A iniciativa integra uma cadeia que oferece acesso à reciclagem para 100% dos clientes da marca, por meio de mais de 400 pontos de coleta físicos, 34 boutiques da marca que recebem cápsulas usadas e um serviço gratuito de logística reversa via Correios que cobre todo o território nacional. “Hoje, temos a capacidade de receber e dar a destinação correta a todo nosso volume de cápsulas vendido no país e os consumidores, por sua vez, têm se tornado cada vez mais conscientes de suas escolhas. Acreditamos que, juntos, marca e cliente são uma força propulsora em direção a um futuro mais sustentável”, conta Mariana.

nespresso reciclagem
Existam muitos caminhos para o envio das cápsulas para a reciclagem. Foto: Nespresso

No segmento B2B, a Nespresso Brasil mantém um sistema exclusivo de logística reversa para clientes corporativos localizados em grandes centros urbanos como São Paulo e Rio de Janeiro.
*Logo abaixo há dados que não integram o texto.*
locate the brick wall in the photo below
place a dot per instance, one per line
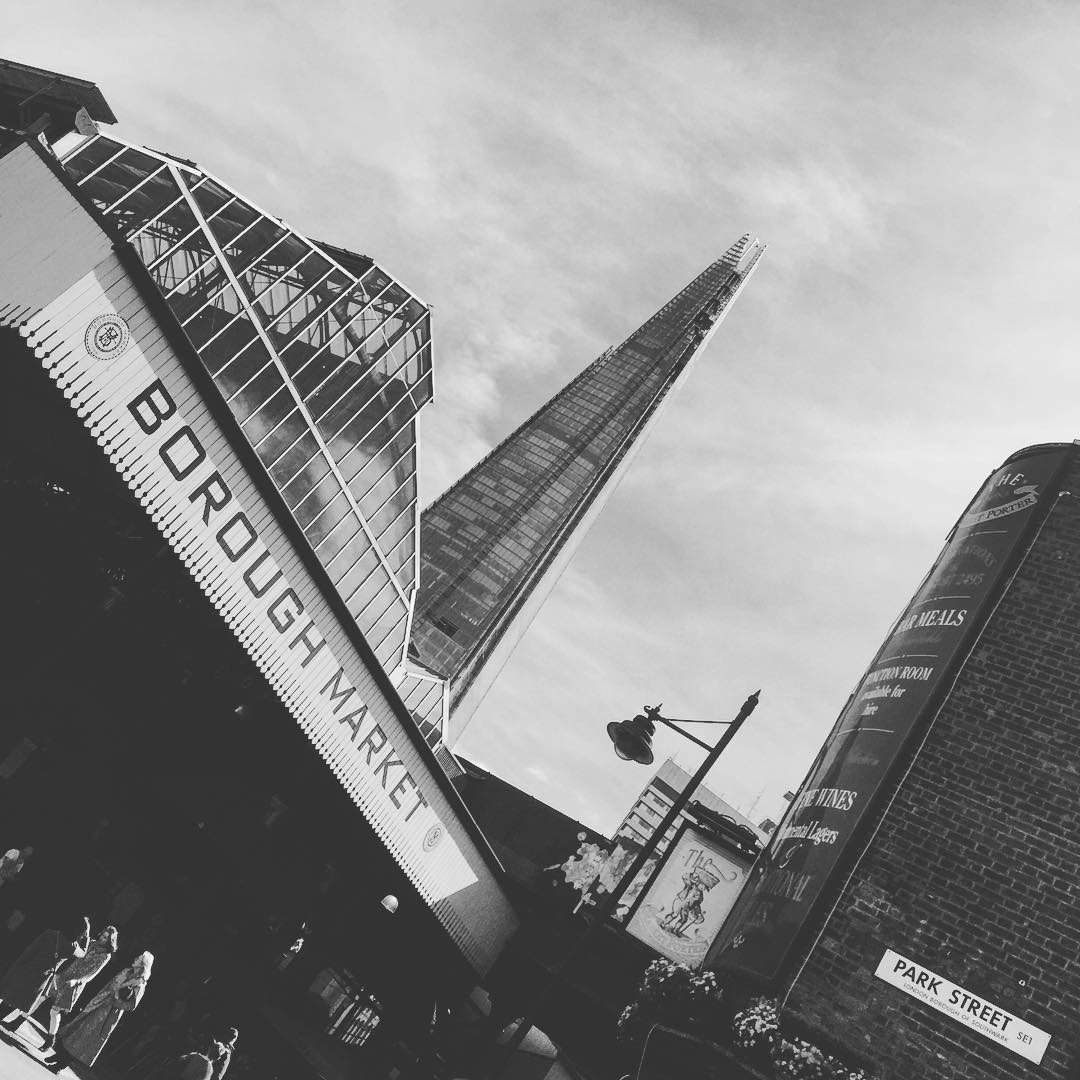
(974, 869)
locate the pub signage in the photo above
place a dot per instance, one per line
(892, 703)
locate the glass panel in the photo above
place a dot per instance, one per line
(267, 270)
(366, 569)
(151, 198)
(369, 611)
(389, 649)
(119, 177)
(321, 526)
(273, 300)
(402, 442)
(360, 589)
(396, 488)
(283, 437)
(314, 504)
(211, 197)
(229, 345)
(323, 310)
(211, 322)
(396, 471)
(337, 540)
(194, 292)
(260, 423)
(241, 370)
(91, 157)
(174, 226)
(382, 518)
(300, 486)
(295, 459)
(399, 527)
(312, 375)
(256, 241)
(256, 392)
(177, 269)
(234, 218)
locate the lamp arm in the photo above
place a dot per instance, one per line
(685, 734)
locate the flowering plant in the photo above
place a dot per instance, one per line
(798, 1060)
(757, 1025)
(672, 994)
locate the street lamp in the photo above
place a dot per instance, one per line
(633, 742)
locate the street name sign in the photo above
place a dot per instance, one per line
(981, 1015)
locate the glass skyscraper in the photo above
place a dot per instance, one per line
(494, 544)
(322, 356)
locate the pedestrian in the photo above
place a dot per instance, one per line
(28, 976)
(196, 1064)
(64, 988)
(12, 863)
(83, 1037)
(225, 1048)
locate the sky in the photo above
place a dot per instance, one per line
(547, 175)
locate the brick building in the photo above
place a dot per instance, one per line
(935, 935)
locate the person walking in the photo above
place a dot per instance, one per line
(196, 1064)
(28, 976)
(12, 863)
(83, 1037)
(224, 1055)
(63, 990)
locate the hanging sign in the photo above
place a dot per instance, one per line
(687, 901)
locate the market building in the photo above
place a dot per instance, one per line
(917, 904)
(210, 449)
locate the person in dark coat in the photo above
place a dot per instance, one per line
(224, 1052)
(83, 1037)
(193, 1065)
(24, 981)
(64, 989)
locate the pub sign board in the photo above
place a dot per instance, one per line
(891, 705)
(966, 1008)
(688, 898)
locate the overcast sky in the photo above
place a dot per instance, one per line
(548, 174)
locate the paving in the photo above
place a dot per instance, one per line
(21, 1061)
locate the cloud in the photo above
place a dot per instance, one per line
(548, 175)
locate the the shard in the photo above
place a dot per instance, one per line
(495, 543)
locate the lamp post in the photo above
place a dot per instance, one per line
(633, 742)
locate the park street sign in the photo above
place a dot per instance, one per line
(963, 1007)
Além disso, a marca oferece um serviço via agências dos Correios: um coletor de papelão é enviado gratuitamente junto com o pedido de café, permitindo que as cápsulas usadas sejam armazenadas e enviadas de volta com praticidade e responsabilidade.

Já para clientes que consomem mais de 5 mil cápsulas por mês, a marca disponibiliza o serviço personalizado do Recycling Car, ampliando a eficiência da coleta e fortalecendo práticas sustentáveis no ambiente corporativo.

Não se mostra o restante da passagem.